Causes of Tendonitis
Although tendonitis may occur because of a sudden injury, it is much more frequently the result of repetitive stress. Commonly, the condition occurs when an individual makes repetitive motions almost daily because of occupational or athletic pursuits. Tendonitis more often occurs as individuals age and their tendons become less flexible.
People whose employment involves frequent overhead reaching, vibration, repetitive motions or forceful or awkward positions are also at greater risk. Involvement in certain sports also makes individuals more likely to suffer tendonitis. Participants in baseball, basketball, golf, bowling, swimming, tennis an running are particularly vulnerable. Various forms of tendonitis are sometimes known colloquially by the sports that commonly result in the injuries, such as tennis elbow or pitcher’s shoulder.
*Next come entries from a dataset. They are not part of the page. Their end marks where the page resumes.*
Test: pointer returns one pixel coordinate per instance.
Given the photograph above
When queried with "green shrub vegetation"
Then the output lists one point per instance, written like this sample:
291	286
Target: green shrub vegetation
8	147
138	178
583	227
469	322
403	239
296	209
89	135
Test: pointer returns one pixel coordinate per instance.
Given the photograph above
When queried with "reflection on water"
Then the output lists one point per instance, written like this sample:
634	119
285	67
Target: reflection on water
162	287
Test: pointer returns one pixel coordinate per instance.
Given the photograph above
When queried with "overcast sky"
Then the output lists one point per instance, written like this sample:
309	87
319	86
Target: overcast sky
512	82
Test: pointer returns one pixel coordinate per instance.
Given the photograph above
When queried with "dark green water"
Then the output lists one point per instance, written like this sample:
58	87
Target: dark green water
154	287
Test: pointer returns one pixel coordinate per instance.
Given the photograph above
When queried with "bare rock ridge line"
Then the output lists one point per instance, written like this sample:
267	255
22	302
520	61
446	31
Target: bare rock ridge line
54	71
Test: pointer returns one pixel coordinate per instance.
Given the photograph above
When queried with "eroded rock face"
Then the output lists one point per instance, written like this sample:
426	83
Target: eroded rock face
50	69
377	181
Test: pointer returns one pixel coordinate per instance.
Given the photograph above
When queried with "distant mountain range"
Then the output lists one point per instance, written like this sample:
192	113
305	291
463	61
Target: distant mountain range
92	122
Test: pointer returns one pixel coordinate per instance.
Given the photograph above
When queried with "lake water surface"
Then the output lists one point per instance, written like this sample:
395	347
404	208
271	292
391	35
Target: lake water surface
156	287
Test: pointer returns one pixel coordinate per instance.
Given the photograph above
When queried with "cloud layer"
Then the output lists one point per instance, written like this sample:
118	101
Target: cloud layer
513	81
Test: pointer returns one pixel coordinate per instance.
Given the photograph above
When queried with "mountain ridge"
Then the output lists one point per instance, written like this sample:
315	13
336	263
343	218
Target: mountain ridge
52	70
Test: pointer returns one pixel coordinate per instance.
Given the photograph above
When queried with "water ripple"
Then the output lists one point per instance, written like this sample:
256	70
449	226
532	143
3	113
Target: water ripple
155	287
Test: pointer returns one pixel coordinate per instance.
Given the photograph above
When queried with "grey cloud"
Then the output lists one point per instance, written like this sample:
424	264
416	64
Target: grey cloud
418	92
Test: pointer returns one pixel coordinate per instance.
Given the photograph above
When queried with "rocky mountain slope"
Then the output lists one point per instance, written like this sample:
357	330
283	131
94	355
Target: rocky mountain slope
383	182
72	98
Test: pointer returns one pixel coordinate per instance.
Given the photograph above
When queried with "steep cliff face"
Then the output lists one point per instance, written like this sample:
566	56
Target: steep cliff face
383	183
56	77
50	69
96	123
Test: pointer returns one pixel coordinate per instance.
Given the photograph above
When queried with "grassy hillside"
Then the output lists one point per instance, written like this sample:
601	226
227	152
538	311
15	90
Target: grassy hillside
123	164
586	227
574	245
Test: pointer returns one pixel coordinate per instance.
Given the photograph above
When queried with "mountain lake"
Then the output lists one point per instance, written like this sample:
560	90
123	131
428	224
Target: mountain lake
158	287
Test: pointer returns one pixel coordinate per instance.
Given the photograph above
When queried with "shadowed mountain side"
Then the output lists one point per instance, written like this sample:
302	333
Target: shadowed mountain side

Taking prescribed antibiotics in the fluoroquinolone family, such as Cipro and Levaquin, also presents a serious risk of tendon injury for which the FDA now requires a “black box” warning.
Symptoms of Tendonitis
Symptoms of tendonitis include aching pain, tenderness to the touch, and sometimes mild swelling of the area. These symptoms are typically exacerbated by movement.
Diagnosis of Tendonitis
The broad term for these tendon conditions, which include chronic tendinosis as well as tendonitis, is tendinopathy. Particular tendon disorders are diagnosed through physical examination, X-rays and other imaging tests. Since untreated tendonitis can lead to tendinosis, a chronic and degenerative condition, tendonitis that lasts for more than a few days, should be diagnosed and treated promptly.
Treatment of Tendonitis
If tendonitis is severe and leads to the rupture of a tendon, surgical repair may be required. In most cases, however, tendonitis can be successfully treated with rest, medications to reduce pain and inflammation, and physical therapy.
Physical therapists, in addition to helping patients strengthen their muscles and stretch to increase flexibility, are often helpful in guiding patients to more efficient movement patterns so they can avoid stressing joints and tendons in the future. Exercises to assist contraction while simultaneously stretching the muscle (eccentric stretches) have been demonstrated to be especially effective in treating muscle-tendon inflammation.